A tendência é que este ano feche com a maior alta no número de detenções desde 2017. Para a delegada Elaine Fernandes da Silva, da Delegacia Especializada de Roubos e Furtos de Várzea Grande (Derf-VG), a estatística tem a ver não somente com a entrada da mulher na criminalidade, mas também com os avanços das ações das forças de segurança na repressão aos delitos.
“As operações policiais se tornaram mais efetivas com o aprimoramento dos setores de inteligência, como mecanismo de prevenção, e também com as investigações realizadas. Essas melhorias representaram um grande apoio no combate a diversos crimes, pois facilitam a identificação e prisão dos criminosos de ambos os sexos”, analisou a delegada.
O estudo da SPOE também indica que a maioria das mulheres presas pode ter sido influenciada pelos companheiros, com os quais têm ou tiveram algum relacionamento afetivo e que já cumpriram pena no sistema penitenciário. No entanto, a titular da Derf-VG, enfatiza que o ingresso no mundo da marginalidade é uma escolha totalmente exclusiva de cada uma que se vê inserida nesse cenário.
“Claro que a influência dos maridos pode afetar, mas essa é uma decisão que cabe, unicamente, às mulheres envolvidas. Algumas delas vislumbram uma oportunidade de vida nesse mundo ilegal, principalmente por meio do tráfico de drogas.
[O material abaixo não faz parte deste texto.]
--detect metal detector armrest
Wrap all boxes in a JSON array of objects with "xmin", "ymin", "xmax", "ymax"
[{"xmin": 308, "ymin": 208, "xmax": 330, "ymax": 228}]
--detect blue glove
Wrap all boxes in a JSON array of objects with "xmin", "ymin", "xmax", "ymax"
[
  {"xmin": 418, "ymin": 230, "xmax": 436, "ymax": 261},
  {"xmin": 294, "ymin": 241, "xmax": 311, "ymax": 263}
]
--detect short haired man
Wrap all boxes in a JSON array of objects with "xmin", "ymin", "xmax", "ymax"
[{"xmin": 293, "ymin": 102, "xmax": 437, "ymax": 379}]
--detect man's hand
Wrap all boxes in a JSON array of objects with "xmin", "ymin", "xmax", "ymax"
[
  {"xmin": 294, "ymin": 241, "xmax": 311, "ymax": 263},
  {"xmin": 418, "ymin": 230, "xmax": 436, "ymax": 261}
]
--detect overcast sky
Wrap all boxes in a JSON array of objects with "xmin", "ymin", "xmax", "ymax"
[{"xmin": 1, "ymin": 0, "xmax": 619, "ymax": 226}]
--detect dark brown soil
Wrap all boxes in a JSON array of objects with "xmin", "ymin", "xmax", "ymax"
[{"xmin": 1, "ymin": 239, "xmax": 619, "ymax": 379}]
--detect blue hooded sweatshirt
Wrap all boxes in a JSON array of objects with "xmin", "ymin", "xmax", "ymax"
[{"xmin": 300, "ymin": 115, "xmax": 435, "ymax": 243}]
Muitas chegam a assumir o comando de bocas de fumo ou pontos de venda de entorpecentes, antes chefiados pelos esposos, e acabam conquistando status, poder e protagonismo”.
A professora da Faculdade de História da Universidade Federal de Mato Grosso (UFMT) e especialista em mulheres no sistema prisional, Ana Maria Marques, também ressalta que as condições sociais e financeiras são fundamentais para levar uma dona de casa a atuar nos negócios irregulares.
“Muitas dessas mulheres criam os filhos sozinhas e dependem de outras pessoas para ajudá-la enquanto passam o dia inteiro no trabalho para receber salários exíguos. Nesse contexto, o crime surge como uma saída de emergência. Uma forma de ganhar dinheiro fácil para ajudar na manutenção da casa. E isso se transforma em um círculo vicioso, que quase sempre tem a ver com o empobrecimento econômico da população e o avanço da miséria”.
A pesquisadora destaca que a prisão de uma mulher, além do dano pessoal e emocional, gera uma série de prejuízos irreparáveis no âmbito familiar, como a ausência no processo de formação dos filhos.
“Quando uma mulher é presa, famílias são abandonadas e destruídas. Laços entre mãe e filhos são rompidos e ninguém nunca poderá indenizar isso. Sem falar na dupla pena que pagam na cadeia, onde são esquecidas, traídas e malvistas pelos seus companheiros. É muito difícil de recuperar a autoestima de uma mulher que passa pelo cárcere, devido à humilhação pela qual são submetidas”.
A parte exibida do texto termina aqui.